Unlikely Christmas hitmakers Trans-Siberian Orchestra return to Orlando with their signature holiday show

Unlikely Christmas hitmakers Trans-Siberian Orchestra return to Orlando with their signature holiday show
photo by Bob Carey
TRANS-SIBERIAN ORCHESTRA
3 p.m. & 8 p.m. Saturday, Dec. 18
Amway Center, 400 W. Church St.
amwaycenter.com
$25-$96

Last year, Trans-Siberian Orchestra was forced to cancel their signature annual project — the holiday tour of North American arenas that typically draws more than a million fans.

To help fill the void, TSO put together a livestream concert. Scaling the show down from an arena where TSO deploys a spectacular light show and all manner of pyrotechnics and special effects to something that works on a TV or computer screen was a challenge, but the livestream, which featured the 1996 Christmas Eve and Other Stories album, went over well, an unexpected early Christmas gift for fans.

And in a way, the livestream took TSO back to its beginnings, before founder/songwriter, the late Paul O'Neill, was financially able to create the visual concert extravaganza fans know and love. The livestream also revealed an important truth to Al Pitrelli and Jeff Plate, the musical directors of TSO's two touring ensembles.

"If you go back to our first show in 1999, Jeff and I ... I think we had, I don't know, seven or eight cities on the tour," Pitrelli said in a teleconference interview shortly before rehearsals for their tour began.

"We had a box truck, two buses and a fog machine. The curtain came up, the lights went down, and we played the songs from top to bottom. It wasn't the sensory overload that it grew up to be. It was a beautifully written story that Paul O'Neill put pen to paper back in '95, and we started recording in '96. The people fell in love with the characters. They fell in love with the story. They fell in love with the sentiment of it. Because at the end of the day, the center of Paul's story is about missing somebody, and everybody misses somebody, especially around the holidays.

"I think during the livestream, it showed me, in particular, two things," Pitrelli concluded. "One is that people, they love the story. It didn't have all the special effects. There's no physical way we could do that. But the band played amazing. The singers brought the characters to life. I heard after the fact that we sold almost 250,000 of those things. From a financial standpoint, I could care less. It didn't matter to me. What really made me emotional is that people wanted their tradition. Albeit virtually, we were all joined together."

Pitrelli and Plate are taking the two touring ensembles of TSO back to arenas across the country starting this very week. Knowing fans will turn out en masse for the shows continues to make Pitrelli and Plate surprised and thankful.
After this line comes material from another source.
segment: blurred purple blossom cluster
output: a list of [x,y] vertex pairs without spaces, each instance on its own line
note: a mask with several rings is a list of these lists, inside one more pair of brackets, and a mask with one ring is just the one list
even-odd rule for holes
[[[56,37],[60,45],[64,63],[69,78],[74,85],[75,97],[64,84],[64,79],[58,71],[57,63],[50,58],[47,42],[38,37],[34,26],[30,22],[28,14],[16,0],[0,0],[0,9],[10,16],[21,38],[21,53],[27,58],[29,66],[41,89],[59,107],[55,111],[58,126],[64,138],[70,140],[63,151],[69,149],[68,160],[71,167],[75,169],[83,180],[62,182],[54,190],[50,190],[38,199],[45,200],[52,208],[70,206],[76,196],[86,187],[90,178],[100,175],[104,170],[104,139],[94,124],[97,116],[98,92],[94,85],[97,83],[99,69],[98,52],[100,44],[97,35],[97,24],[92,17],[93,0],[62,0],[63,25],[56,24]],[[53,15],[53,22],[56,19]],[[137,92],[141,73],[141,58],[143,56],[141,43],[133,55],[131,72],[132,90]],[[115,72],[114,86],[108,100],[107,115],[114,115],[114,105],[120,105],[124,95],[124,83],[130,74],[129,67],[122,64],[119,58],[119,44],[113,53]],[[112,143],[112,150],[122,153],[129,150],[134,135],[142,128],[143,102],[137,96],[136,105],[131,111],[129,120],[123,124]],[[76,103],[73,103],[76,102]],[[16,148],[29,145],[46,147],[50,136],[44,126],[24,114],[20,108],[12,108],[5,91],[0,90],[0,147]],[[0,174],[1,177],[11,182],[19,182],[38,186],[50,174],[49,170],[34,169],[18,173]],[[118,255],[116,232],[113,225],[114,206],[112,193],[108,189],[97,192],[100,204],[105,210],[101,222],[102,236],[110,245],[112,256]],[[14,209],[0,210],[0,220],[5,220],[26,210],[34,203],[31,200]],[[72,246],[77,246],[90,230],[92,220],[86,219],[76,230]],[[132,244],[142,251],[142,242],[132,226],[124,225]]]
After all, when O'Neill founded the project, he envisioned something new and unproven in contemporary music.

For one thing, TSO combined a rock band with an orchestra playing concept albums with cohesive storylines. Instead of building an image around a singer, guitarist or conductor, the ensemble used multiple singers and a range of instrumentalists who would remain largely anonymous to listeners. How to market the group was a big question. The albums would require big budgets, and to be financially viable, the tours would need to play arenas from the start — something few music acts had pulled off.

Nevertheless, Atlantic Records got on board with O'Neill's vision and signed TSO. The label's faith has been rewarded as the trilogy of Christmas albums became hits that continue to rack up big sales every holiday season.

The first release was Christmas Eve and Other Stories. Spurred by the hit single "Christmas Eve Sarajevo 12/24," it has sold three million copies. The other two holiday rock operas that make up TSO's Christmas trilogy — The Christmas Attic (1998) and The Lost Christmas Eve (2004) — have both topped 2 million copies sold.

In addition, the group has released a Christmas EP, 2012's Dreams of Fireflies (on a Christmas Night), and three full-length non-holiday albums — Beethoven's Last Night (2000), Night Castle (2009) and Letters From the Labyrinth (2015). In all, the group's CDs and DVDs have sold more than 12 million copies and the Christmas tour plays to nearly a million fans each year.

This year, as in 2019, TSO's show will feature the Christmas Eve and Other Stories album as a first set, followed by a selection of other material in the second set. That 1996 debut album was played for a dozen years when TSO started touring, then was set aside to feature the other albums in the Christmas trilogy on subsequent tours. Bringing back the album that began the TSO journey has been special for Pitrelli and Plate.

"Yes, this is my favorite show," said Plate, who joined Pitrelli for the teleconference. "I've said all along, I think this story is really the star of the show. This is what kept bringing people back every year ... when people connected with the story and realized it's about them. It's about everybody. This is just how people, just word of mouth, kept coming back. These audiences kept building every year. This [was] our first venture with the Trans-Siberian Orchestra, Christmas Eve and Other Stories, so this has a lot of meaning. It's very special for all of us. The songs, the story, [everything] about it, I think is fantastic."